Современные исследователи предпочитают ограничивать существование данного "элемента" историко-культурными рамками Нового Времени. Поэтому нет ничего удивительного в том, что один из величайших реформаторов театрального искусства, император Нерон, не попал в зачинатели этого "асоциального" творчества. Традиционно, как инородный элемент, клака от спектакля отделяется и утверждается как явление, имеющее другую порождающую основу. Вероятно, в рамках театрального искусствоведения о Великом пожаре Рима могли бы писать только те, для кого этот пожар является образцовой разновидностью хэппенинга. В этом случае, однако, пришлось бы говорить о некотором сужении творческого потенциала императора, игнорировать его остроумные театральные организаторские способности и, тем самым, оставить его в пределах схематичной психологической (или романтической) классификации: злодей на троне. Собственно, благодаря исключительному писательскому остроумию Тацита все императоры, принадлежавшие к династии Юлиев – Клавдиев, остались в Истории как полубезумные кровожадные деспоты, а "золотой век" империи наступил только при новой династии Антониев, когда и Тацит, и Светоний художественно перерабатывали многочисленные легенды о Великом пожаре.

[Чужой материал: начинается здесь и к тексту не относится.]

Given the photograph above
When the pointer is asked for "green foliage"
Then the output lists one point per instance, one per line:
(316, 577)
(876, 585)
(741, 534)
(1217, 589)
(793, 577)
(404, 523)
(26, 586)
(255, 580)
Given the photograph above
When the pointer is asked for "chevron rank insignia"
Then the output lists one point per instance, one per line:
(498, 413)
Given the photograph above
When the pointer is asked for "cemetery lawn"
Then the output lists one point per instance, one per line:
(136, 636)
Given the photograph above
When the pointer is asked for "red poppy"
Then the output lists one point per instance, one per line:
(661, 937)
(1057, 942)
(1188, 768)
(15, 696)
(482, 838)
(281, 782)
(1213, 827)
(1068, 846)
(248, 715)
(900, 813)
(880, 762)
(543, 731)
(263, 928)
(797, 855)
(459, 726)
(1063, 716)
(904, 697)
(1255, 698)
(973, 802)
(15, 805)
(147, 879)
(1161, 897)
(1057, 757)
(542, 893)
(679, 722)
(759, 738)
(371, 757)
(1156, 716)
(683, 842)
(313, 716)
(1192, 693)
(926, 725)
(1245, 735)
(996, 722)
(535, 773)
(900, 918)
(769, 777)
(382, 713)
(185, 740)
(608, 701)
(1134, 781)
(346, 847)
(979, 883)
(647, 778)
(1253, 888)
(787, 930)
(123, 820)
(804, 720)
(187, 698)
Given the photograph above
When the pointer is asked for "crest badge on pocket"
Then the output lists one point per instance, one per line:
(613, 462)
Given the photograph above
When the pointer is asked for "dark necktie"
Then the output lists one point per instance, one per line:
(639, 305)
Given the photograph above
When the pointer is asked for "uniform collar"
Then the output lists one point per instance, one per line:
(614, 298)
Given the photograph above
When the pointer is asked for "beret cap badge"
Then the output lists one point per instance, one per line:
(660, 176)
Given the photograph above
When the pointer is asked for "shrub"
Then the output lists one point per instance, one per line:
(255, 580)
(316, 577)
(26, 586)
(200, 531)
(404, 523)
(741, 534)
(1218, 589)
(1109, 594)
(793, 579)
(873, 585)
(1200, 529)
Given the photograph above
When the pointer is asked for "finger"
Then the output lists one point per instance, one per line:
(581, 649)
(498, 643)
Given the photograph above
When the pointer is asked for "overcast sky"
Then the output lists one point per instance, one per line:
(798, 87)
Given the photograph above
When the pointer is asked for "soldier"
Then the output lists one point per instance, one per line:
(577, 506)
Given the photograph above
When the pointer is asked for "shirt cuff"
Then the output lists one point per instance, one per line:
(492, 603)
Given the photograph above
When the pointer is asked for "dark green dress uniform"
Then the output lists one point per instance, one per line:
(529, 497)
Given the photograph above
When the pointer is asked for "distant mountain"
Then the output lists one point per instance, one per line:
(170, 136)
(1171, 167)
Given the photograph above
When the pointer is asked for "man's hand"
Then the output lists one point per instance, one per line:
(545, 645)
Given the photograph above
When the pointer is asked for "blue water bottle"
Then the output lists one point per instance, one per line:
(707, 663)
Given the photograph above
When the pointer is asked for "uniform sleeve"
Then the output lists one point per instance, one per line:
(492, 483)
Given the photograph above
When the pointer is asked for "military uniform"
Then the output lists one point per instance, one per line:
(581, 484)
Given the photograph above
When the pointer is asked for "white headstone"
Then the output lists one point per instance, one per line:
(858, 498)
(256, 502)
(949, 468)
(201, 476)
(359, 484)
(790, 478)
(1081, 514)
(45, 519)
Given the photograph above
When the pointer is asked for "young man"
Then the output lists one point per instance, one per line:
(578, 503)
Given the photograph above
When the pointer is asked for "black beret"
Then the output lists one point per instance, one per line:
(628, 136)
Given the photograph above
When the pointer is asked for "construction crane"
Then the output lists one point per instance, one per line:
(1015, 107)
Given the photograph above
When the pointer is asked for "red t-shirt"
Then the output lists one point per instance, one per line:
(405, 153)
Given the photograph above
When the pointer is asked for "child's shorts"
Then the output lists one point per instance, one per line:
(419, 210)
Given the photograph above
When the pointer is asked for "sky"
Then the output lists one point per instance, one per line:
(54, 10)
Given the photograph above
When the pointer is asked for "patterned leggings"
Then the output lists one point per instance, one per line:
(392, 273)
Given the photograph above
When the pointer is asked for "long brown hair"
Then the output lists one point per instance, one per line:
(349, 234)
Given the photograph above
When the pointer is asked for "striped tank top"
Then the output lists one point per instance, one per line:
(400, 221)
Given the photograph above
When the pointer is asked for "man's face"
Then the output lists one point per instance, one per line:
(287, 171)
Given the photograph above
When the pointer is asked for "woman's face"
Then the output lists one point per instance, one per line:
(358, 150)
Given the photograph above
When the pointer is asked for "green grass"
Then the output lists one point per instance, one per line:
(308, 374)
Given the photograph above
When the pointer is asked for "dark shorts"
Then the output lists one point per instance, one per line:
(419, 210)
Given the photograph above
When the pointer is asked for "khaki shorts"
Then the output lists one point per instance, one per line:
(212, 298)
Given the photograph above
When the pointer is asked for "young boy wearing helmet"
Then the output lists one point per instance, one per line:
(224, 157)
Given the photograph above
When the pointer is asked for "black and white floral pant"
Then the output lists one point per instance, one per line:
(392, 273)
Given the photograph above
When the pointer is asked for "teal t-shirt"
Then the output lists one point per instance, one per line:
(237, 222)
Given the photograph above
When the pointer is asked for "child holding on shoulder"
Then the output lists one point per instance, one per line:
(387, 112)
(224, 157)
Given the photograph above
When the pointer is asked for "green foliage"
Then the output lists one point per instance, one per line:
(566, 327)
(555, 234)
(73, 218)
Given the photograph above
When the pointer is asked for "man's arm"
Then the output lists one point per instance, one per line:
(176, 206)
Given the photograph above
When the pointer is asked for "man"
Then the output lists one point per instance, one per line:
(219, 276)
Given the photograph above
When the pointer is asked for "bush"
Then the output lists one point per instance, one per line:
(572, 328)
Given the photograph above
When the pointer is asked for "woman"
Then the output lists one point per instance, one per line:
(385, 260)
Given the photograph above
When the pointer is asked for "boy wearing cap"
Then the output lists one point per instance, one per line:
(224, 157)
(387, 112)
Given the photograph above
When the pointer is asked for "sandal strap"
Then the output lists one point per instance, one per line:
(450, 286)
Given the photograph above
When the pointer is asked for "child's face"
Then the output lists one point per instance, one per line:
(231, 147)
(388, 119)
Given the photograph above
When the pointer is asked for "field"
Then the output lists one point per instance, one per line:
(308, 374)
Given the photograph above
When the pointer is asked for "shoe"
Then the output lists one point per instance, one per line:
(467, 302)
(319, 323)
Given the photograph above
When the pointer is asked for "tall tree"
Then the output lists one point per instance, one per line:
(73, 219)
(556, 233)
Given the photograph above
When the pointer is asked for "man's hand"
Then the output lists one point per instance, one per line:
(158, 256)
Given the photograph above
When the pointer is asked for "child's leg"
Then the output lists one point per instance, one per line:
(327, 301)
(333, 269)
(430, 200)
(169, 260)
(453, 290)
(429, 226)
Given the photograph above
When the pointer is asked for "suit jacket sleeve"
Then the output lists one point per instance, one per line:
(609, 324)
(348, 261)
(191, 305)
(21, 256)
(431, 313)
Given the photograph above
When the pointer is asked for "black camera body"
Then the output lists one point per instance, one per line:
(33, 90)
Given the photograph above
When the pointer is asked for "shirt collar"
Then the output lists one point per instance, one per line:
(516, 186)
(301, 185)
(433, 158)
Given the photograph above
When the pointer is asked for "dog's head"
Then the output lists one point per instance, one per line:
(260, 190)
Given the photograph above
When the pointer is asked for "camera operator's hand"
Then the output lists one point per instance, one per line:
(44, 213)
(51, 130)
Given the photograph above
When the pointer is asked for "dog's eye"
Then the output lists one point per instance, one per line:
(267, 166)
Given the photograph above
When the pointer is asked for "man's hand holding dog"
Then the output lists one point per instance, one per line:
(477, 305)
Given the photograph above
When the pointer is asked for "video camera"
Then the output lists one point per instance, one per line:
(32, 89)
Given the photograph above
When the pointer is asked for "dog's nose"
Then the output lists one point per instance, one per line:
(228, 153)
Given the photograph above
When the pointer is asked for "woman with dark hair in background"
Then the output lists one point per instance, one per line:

Относительно возникновения, причин, последствий, наказаний реальных и мнимых виновников существуют чрезвычайно противоречивые и любопытные версии, мнения и оценки. Несколько неожиданной является легенда, повествующая о театральных разногласиях, возникших в ходе постановки одной из комедий Плавта, способы осуществления которой император не одобрял. Эти постановочные разногласия приняли такой оборот, что император пригрозил сорвать представление, объявленное на день, как оказалось, величайшей трагедии. Светоний упоминает об этой легенде как бы вскользь. Однако из описания последующих событий пожара складывается представление о театральности Нерона как о доминирующем факторе его поступков. Сцена же, в которой описывается Нерон, поднявшийся на башню, и среди бушующей стихии поющий гимны, и играющий на свирели и кифаре, создаёт впечатление о невольном признании несомненного таланта находчивого импровизатора. Безусловно, социально-политические и нравственно-религиозные преобразования, связанные с Великим пожаром, – явления куда более значительные для историка, нежели какой-то спектакль, постановку которого Нерон не одобрял. Но! И для нас это самое важное, не только не одобрял, но и решил сорвать эту постановку имеющимися у него средствами, заинтересовать публику переключить своё внимание на другой спектакль. В юриспруденции подобный поступок именуется как "неадекватное воздаяние за совершённый проступок". Бунюэль утверждал его как "чисто сюрреалистический поступок", рассматривая его в качестве эстетически самоценного, создающего новый индивидуальный образ, структурирующий естественные события в неестественных сочетаниях. Конечно, пожар Рима – наиболее яркое проявление эстетического неприятия и потому (этой яркостью) удалённое от своей порождающей основы. Здесь, с другой стороны, следует всё-таки помнить: кто был режиссёром, и какой системой деструктивно-созидательных элементов он располагал, чтобы утвердить Великий пожар Рима в качестве полноценного эстетического события.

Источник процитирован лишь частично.